L’inflation est passée sous la barre de zéro pour la première fois depuis octobre 2009 d’après les premières estimations de Destatis. Sur une base annuelle, l’inflation aurait été de -0,3 % en janvier.

Les analystes avaient anticipé la déflation mais pas dans ces proportions.
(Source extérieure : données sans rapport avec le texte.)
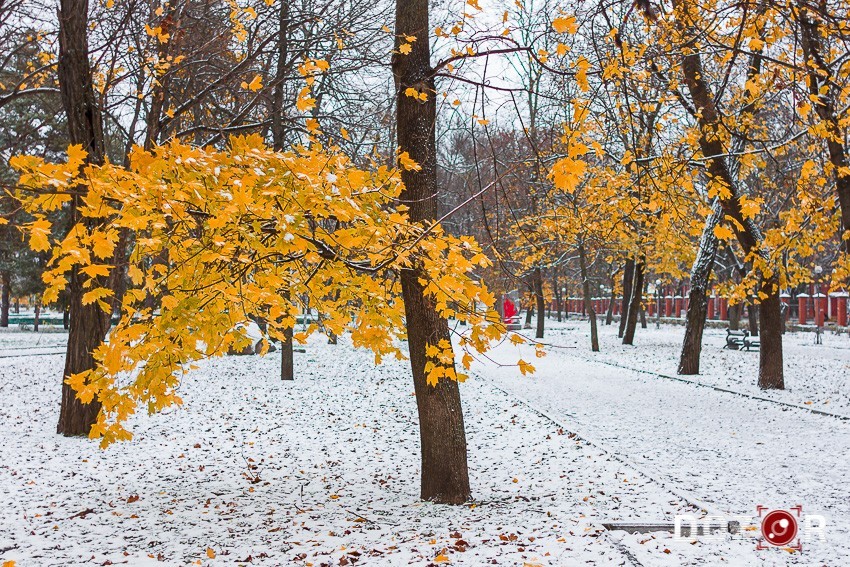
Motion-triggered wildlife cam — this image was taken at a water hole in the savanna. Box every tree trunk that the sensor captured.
[759,285,785,390]
[32,297,41,333]
[392,0,471,504]
[727,303,743,331]
[673,0,784,389]
[678,202,723,375]
[578,242,599,352]
[271,2,295,380]
[57,0,109,435]
[623,260,646,345]
[534,268,546,339]
[605,273,617,325]
[280,290,295,381]
[797,8,850,254]
[0,270,12,328]
[552,268,564,323]
[617,258,635,339]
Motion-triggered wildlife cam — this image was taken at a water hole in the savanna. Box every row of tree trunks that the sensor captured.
[605,268,620,325]
[392,0,471,504]
[0,270,12,327]
[617,258,635,339]
[271,2,295,381]
[533,268,546,339]
[673,0,785,389]
[796,8,850,254]
[623,258,646,345]
[57,0,109,435]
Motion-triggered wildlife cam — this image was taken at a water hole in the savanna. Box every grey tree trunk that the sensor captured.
[534,268,546,339]
[673,0,785,389]
[623,259,646,345]
[678,202,723,375]
[271,1,295,381]
[56,0,109,436]
[578,242,599,352]
[0,270,12,328]
[617,258,635,339]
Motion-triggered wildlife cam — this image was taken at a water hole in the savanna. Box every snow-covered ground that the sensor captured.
[0,322,850,567]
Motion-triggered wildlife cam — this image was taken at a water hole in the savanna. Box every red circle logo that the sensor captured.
[761,510,797,546]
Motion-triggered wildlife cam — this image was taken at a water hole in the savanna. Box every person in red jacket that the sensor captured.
[502,297,517,321]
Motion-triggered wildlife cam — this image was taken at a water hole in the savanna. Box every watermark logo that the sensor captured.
[673,505,826,551]
[756,506,803,551]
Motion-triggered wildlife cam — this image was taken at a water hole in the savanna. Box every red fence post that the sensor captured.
[797,293,809,325]
[835,292,847,327]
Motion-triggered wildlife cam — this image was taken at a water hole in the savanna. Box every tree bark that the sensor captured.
[534,268,546,339]
[617,258,635,339]
[678,202,723,375]
[392,0,471,504]
[623,260,646,345]
[56,0,109,436]
[578,242,599,352]
[747,301,761,337]
[673,0,785,389]
[271,6,295,381]
[0,270,12,328]
[32,297,41,333]
[552,268,563,323]
[605,272,617,325]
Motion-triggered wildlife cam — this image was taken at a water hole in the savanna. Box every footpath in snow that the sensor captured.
[0,327,847,567]
[476,321,850,565]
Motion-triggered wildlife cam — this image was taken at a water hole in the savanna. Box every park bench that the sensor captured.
[744,333,761,352]
[504,313,522,331]
[723,329,761,352]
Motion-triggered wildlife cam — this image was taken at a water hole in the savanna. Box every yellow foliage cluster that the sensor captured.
[12,136,504,445]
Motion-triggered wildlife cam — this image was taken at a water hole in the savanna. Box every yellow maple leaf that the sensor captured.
[517,359,534,376]
[91,232,115,258]
[714,224,735,240]
[29,218,52,252]
[398,152,422,171]
[240,75,263,91]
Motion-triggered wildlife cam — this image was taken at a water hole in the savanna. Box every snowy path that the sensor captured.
[470,322,850,565]
[0,332,694,567]
[0,329,848,567]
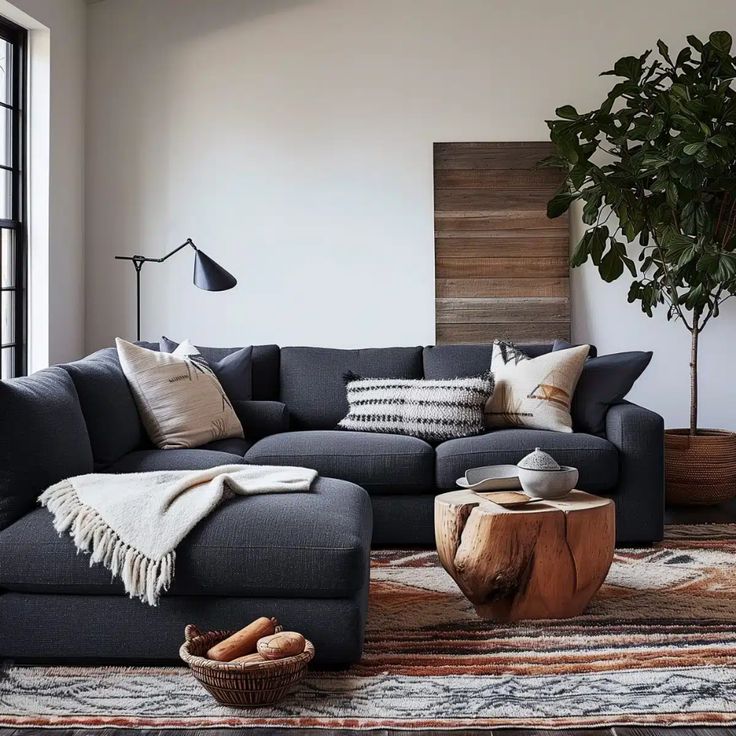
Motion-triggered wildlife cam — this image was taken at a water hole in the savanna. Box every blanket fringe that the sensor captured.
[38,481,176,606]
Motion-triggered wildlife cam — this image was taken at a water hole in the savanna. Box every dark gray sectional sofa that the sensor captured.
[0,343,664,664]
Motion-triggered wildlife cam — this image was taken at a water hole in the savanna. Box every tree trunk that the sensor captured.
[690,314,700,435]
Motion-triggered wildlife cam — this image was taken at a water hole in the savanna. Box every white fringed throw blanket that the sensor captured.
[38,465,317,606]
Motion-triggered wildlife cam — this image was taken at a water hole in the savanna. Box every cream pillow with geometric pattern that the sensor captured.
[115,337,243,450]
[485,340,590,432]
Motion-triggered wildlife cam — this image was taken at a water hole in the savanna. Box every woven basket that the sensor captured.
[179,624,314,708]
[664,429,736,506]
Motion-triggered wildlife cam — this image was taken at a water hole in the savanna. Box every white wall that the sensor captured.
[86,0,736,427]
[5,0,86,370]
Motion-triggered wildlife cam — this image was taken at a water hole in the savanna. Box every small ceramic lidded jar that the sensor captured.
[517,447,560,470]
[517,447,578,499]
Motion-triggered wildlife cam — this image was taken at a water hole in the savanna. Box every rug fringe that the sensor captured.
[38,480,176,606]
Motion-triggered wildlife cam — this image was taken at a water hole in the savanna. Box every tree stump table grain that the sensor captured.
[434,490,616,621]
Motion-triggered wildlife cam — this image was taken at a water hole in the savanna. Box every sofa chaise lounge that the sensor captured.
[0,343,664,664]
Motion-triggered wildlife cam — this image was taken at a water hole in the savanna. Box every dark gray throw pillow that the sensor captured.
[159,337,253,402]
[552,340,652,436]
[0,367,92,532]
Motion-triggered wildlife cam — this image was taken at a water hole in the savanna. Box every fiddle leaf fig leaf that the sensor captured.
[598,248,624,283]
[657,40,672,64]
[709,31,733,54]
[555,105,580,120]
[613,56,642,81]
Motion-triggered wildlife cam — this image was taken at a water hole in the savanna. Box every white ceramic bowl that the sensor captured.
[519,465,578,499]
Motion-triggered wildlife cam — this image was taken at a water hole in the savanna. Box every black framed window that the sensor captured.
[0,18,28,379]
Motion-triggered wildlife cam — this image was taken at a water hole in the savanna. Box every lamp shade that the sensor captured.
[194,249,238,291]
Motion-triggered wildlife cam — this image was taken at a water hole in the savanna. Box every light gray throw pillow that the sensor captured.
[115,338,243,449]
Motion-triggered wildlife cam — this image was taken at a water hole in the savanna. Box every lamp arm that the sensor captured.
[115,238,197,269]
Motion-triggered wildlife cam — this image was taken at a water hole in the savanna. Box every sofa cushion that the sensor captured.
[281,347,422,429]
[422,342,596,379]
[157,341,281,401]
[104,448,245,473]
[436,429,618,492]
[0,368,93,528]
[115,337,244,450]
[200,437,253,458]
[61,348,150,470]
[0,478,372,600]
[233,401,289,442]
[159,336,253,402]
[245,430,434,493]
[553,340,652,437]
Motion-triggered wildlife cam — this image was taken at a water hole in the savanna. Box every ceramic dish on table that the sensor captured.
[456,465,521,492]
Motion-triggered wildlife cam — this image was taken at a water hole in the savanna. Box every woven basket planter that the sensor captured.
[179,624,314,708]
[664,429,736,506]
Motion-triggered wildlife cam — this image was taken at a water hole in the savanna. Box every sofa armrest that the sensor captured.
[606,401,664,544]
[233,401,289,440]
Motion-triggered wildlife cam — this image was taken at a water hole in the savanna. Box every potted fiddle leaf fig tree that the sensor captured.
[542,31,736,503]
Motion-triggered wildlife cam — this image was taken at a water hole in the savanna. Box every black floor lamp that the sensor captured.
[115,238,238,340]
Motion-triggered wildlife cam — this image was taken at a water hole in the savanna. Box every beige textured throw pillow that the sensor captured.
[485,341,590,432]
[115,338,243,449]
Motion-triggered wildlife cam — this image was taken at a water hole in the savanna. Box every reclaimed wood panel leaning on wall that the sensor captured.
[434,142,570,343]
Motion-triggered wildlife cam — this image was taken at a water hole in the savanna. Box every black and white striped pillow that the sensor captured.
[338,374,493,441]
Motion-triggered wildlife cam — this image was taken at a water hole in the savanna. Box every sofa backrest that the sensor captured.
[422,343,597,379]
[281,347,422,429]
[422,343,552,379]
[0,367,92,530]
[188,345,280,401]
[144,342,281,401]
[61,348,150,470]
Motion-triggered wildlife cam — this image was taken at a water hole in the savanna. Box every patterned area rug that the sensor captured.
[0,524,736,731]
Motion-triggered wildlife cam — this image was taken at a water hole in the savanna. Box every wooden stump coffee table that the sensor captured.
[434,490,616,621]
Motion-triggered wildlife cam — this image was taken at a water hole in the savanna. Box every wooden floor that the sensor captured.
[0,506,736,736]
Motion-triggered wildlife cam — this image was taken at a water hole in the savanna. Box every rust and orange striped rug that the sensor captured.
[0,524,736,731]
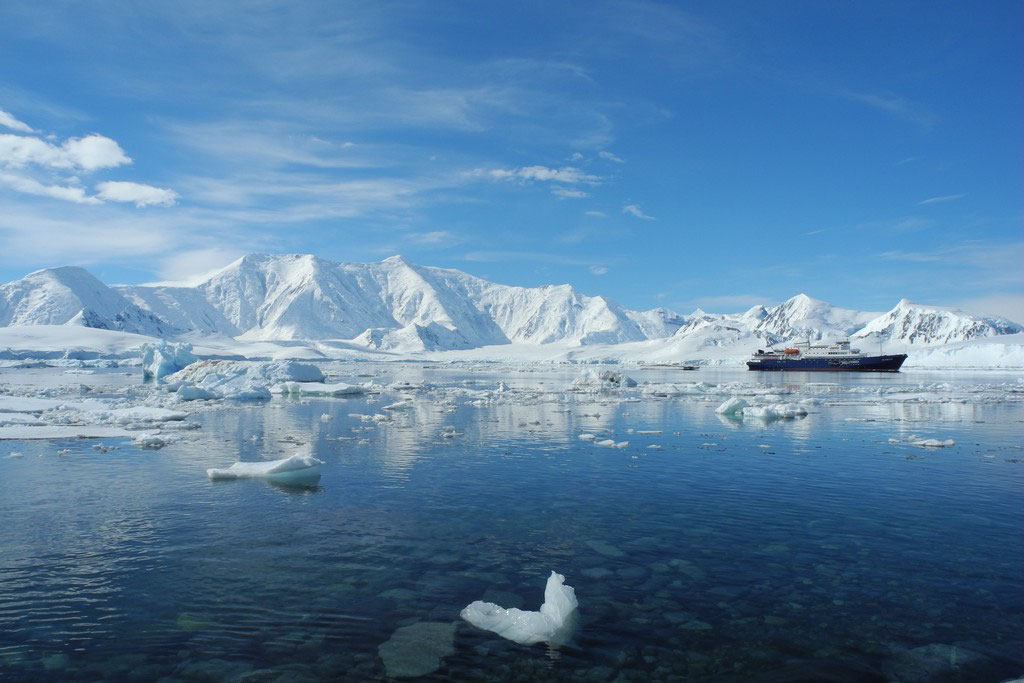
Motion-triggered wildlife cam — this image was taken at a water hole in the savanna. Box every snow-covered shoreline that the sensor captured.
[0,325,1024,371]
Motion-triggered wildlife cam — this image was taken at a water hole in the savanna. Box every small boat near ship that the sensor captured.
[746,339,906,373]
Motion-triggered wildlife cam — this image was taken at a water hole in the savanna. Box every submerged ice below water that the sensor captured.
[0,365,1024,681]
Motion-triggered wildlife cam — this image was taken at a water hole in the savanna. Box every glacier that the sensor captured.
[461,571,579,645]
[0,254,1024,369]
[206,453,324,483]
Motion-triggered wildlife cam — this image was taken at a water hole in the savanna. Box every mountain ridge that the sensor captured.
[0,253,1024,351]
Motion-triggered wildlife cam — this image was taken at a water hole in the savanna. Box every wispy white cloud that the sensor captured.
[462,250,593,268]
[551,187,590,200]
[147,246,251,287]
[0,173,100,204]
[918,195,966,206]
[623,204,654,220]
[952,293,1024,324]
[402,230,461,245]
[680,294,774,313]
[96,180,178,207]
[0,133,131,171]
[879,240,1024,286]
[485,166,601,184]
[0,110,33,133]
[837,90,938,130]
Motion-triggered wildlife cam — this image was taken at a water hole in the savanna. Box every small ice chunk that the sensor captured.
[142,339,199,380]
[889,434,956,449]
[715,396,748,415]
[132,434,174,451]
[206,453,324,482]
[572,370,637,390]
[742,403,807,420]
[273,382,371,396]
[176,384,221,400]
[461,571,579,645]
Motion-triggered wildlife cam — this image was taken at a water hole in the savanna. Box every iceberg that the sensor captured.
[142,340,199,380]
[460,571,579,645]
[166,360,324,400]
[273,382,371,396]
[715,396,748,415]
[889,434,956,449]
[206,453,324,483]
[572,370,637,391]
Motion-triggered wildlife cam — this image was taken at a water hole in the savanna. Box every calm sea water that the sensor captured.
[0,365,1024,681]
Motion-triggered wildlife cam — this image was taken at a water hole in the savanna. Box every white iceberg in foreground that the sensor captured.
[142,340,199,380]
[889,434,956,449]
[206,453,324,483]
[715,396,748,415]
[461,571,579,645]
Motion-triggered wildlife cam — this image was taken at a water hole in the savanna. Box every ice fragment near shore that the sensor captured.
[142,340,199,380]
[572,370,637,391]
[715,396,807,420]
[206,453,324,482]
[167,360,324,400]
[889,434,956,449]
[273,382,371,396]
[715,396,748,415]
[461,571,579,645]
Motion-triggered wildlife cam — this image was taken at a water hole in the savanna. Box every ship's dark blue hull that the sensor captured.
[746,353,906,373]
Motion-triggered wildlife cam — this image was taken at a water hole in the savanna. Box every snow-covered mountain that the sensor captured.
[757,294,881,342]
[0,266,173,337]
[0,254,1022,357]
[119,254,680,349]
[852,299,1021,344]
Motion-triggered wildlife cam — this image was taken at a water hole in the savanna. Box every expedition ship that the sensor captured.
[746,339,906,373]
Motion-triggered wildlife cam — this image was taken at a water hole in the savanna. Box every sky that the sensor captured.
[0,0,1024,322]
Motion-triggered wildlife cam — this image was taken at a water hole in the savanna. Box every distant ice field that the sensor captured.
[0,362,1024,681]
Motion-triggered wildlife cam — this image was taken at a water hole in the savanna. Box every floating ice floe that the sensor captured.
[0,425,134,440]
[381,398,413,411]
[889,434,956,449]
[594,438,630,449]
[461,571,579,645]
[572,370,637,391]
[273,382,373,396]
[166,360,326,400]
[142,340,199,380]
[715,396,749,415]
[206,453,324,483]
[715,396,807,420]
[132,434,175,451]
[742,403,807,420]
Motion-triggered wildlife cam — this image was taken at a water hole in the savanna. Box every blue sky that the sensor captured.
[0,0,1024,321]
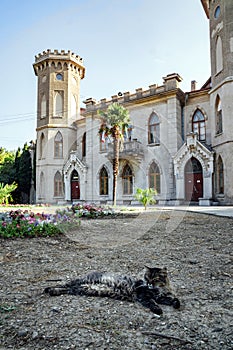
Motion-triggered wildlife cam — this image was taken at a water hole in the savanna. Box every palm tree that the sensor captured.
[99,102,130,205]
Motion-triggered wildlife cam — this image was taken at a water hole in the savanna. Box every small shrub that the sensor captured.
[135,188,157,210]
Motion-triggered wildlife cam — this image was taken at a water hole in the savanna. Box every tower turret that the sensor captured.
[33,50,85,202]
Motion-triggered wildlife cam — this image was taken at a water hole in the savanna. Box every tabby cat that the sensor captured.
[44,267,180,315]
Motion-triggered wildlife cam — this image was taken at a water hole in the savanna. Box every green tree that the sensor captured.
[99,103,130,205]
[0,148,15,184]
[0,182,17,204]
[135,188,157,210]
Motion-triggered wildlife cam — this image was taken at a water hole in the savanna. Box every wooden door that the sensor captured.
[71,170,80,200]
[185,157,203,202]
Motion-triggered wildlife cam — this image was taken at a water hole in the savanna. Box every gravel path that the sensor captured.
[0,210,233,350]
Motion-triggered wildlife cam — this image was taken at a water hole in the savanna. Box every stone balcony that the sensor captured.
[107,139,144,162]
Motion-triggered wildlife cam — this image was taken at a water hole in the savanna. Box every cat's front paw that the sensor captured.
[44,287,67,297]
[149,300,163,315]
[172,298,180,309]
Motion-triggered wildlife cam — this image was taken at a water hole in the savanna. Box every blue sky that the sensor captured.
[0,0,210,150]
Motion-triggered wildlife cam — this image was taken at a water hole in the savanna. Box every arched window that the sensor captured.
[39,171,45,199]
[148,113,160,144]
[54,131,63,158]
[215,36,223,74]
[71,95,77,118]
[215,96,223,135]
[217,156,224,194]
[99,166,108,195]
[40,94,46,118]
[192,109,206,141]
[54,171,63,197]
[122,164,133,194]
[54,91,64,117]
[39,132,45,159]
[149,162,160,193]
[82,133,87,158]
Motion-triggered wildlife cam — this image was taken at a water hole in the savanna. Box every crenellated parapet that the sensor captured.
[33,49,85,79]
[83,73,184,113]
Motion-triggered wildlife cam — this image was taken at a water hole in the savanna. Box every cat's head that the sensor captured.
[144,266,169,288]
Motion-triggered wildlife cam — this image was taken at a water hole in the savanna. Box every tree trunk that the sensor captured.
[113,126,120,205]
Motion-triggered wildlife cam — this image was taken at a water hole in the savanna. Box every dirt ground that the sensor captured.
[0,210,233,350]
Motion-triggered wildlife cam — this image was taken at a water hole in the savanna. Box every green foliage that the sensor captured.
[135,188,157,210]
[0,182,17,204]
[0,148,15,184]
[0,209,80,238]
[99,102,130,128]
[71,203,115,219]
[98,103,130,206]
[98,103,130,138]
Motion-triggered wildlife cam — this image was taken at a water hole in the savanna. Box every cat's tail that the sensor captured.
[44,286,69,296]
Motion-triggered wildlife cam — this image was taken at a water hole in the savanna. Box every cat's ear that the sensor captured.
[145,266,151,271]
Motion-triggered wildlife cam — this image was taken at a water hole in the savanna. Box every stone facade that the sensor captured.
[34,0,233,205]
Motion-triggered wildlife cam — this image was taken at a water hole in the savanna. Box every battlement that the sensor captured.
[83,73,184,112]
[35,49,83,64]
[33,49,85,79]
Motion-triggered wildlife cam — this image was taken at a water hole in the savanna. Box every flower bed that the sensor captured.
[0,209,80,238]
[0,204,115,238]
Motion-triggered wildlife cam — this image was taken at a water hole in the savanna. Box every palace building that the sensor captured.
[33,0,233,205]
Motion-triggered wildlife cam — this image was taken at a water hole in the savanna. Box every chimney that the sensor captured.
[191,80,197,91]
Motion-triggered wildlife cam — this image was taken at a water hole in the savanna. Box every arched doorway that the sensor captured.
[71,170,80,201]
[185,157,203,202]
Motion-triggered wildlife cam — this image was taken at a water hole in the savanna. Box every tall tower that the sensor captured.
[201,0,233,204]
[33,50,85,203]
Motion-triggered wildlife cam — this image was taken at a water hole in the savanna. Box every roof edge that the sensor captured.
[201,0,210,19]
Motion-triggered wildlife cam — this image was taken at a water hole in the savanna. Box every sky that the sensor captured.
[0,0,210,150]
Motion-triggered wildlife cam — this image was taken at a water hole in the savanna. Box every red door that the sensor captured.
[185,157,203,202]
[71,170,80,200]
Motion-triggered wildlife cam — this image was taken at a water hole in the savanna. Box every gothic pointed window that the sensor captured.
[216,36,223,74]
[40,94,47,118]
[217,156,224,194]
[71,95,77,118]
[99,166,108,196]
[39,132,45,159]
[54,131,63,158]
[148,112,160,144]
[54,171,63,197]
[39,171,45,199]
[122,164,133,194]
[149,162,160,193]
[215,96,223,135]
[82,132,87,158]
[192,109,206,141]
[54,91,64,117]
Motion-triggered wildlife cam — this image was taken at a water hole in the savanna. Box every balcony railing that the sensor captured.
[107,139,144,161]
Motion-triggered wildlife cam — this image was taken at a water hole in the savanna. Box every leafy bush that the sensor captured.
[71,203,115,218]
[135,188,157,210]
[0,209,79,238]
[0,182,18,204]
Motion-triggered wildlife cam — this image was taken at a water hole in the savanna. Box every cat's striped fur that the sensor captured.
[44,268,180,315]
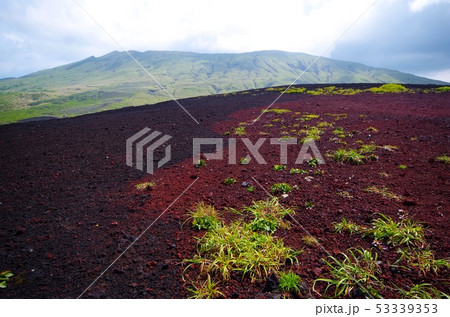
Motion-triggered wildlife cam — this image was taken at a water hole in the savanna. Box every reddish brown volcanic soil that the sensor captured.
[0,85,450,298]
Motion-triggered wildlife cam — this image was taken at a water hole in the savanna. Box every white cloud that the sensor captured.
[409,0,450,12]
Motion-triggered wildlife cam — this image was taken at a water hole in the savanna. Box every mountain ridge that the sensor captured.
[0,50,445,123]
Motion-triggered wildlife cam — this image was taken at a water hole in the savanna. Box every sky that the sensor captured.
[0,0,450,82]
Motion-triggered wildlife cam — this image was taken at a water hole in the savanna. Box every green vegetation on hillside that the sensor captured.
[0,51,448,124]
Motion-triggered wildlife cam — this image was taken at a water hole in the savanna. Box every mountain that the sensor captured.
[0,51,445,123]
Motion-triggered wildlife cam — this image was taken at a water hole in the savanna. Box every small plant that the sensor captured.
[270,183,292,194]
[436,154,450,165]
[336,190,353,199]
[378,172,389,178]
[399,283,450,299]
[278,272,302,294]
[396,246,450,274]
[334,218,361,235]
[194,159,206,168]
[188,202,221,230]
[261,108,291,114]
[369,84,408,94]
[313,248,384,298]
[381,145,398,152]
[234,126,247,135]
[289,168,308,174]
[185,222,300,281]
[223,177,236,186]
[0,271,14,288]
[333,149,365,165]
[364,185,402,201]
[305,201,314,209]
[136,182,156,191]
[244,197,295,233]
[302,235,320,247]
[239,157,250,165]
[363,214,425,246]
[273,165,286,172]
[307,157,319,167]
[358,144,378,154]
[188,274,224,299]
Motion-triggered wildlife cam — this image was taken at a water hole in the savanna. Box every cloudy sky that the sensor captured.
[0,0,450,82]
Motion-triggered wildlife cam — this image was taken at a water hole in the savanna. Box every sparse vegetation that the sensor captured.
[278,272,302,294]
[289,168,308,174]
[436,154,450,165]
[136,181,156,191]
[239,157,250,165]
[194,159,206,168]
[273,165,286,172]
[369,84,408,94]
[185,222,299,280]
[334,218,361,235]
[363,214,425,246]
[399,283,450,299]
[302,235,320,247]
[364,185,402,201]
[314,248,384,298]
[0,271,14,288]
[261,108,291,114]
[188,202,221,230]
[188,274,223,299]
[244,197,295,233]
[333,148,365,165]
[270,183,292,194]
[223,177,236,186]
Une enquête avait estimé cette déflation à 0,2 %. Les chiffres définitifs seront publiés le 12 février. (…)

La baisse du pétrole a réduit la pression inflationniste aux 4 coins du monde et l’Allemagne n’a pas échappé à la règle. (…) » (source)

La situation de l’Allemagne ne fait que suivre la tendance européenne :

« Les prix à la consommation dans la zone euro ont baissé de façon record, uniformément, et bien plus qu’attendu en janvier semblant justifier la politique de création monétaire de la BCE afin de combattre la déflation persistante.

Eurostat a déclaré ce vendredi sur la base de premières estimations, que les prix dans les 19 pays de la zone euro sont inférieurs de 0,6 % par rapport à ceux de janvier 2014, après un déclin de 0,2 % en décembre. (…)

La zone euro n’a connu la déflation que durant une seule période, de juin à octobre 2009. Ce déclin de 0,6 % correspond au pire chiffre mensuel de ladite période soit juillet 2009. La baisse importante du coût du pétrole explique cette chute. » (source)

Tiens donc, on nous disait pourtant encore il y a quelques jours que la baisse du prix de l’énergie était une bonne chose pour l’économie européenne. Soit c’est faux, soit on se sert de cette baisse pour justifier la déflation.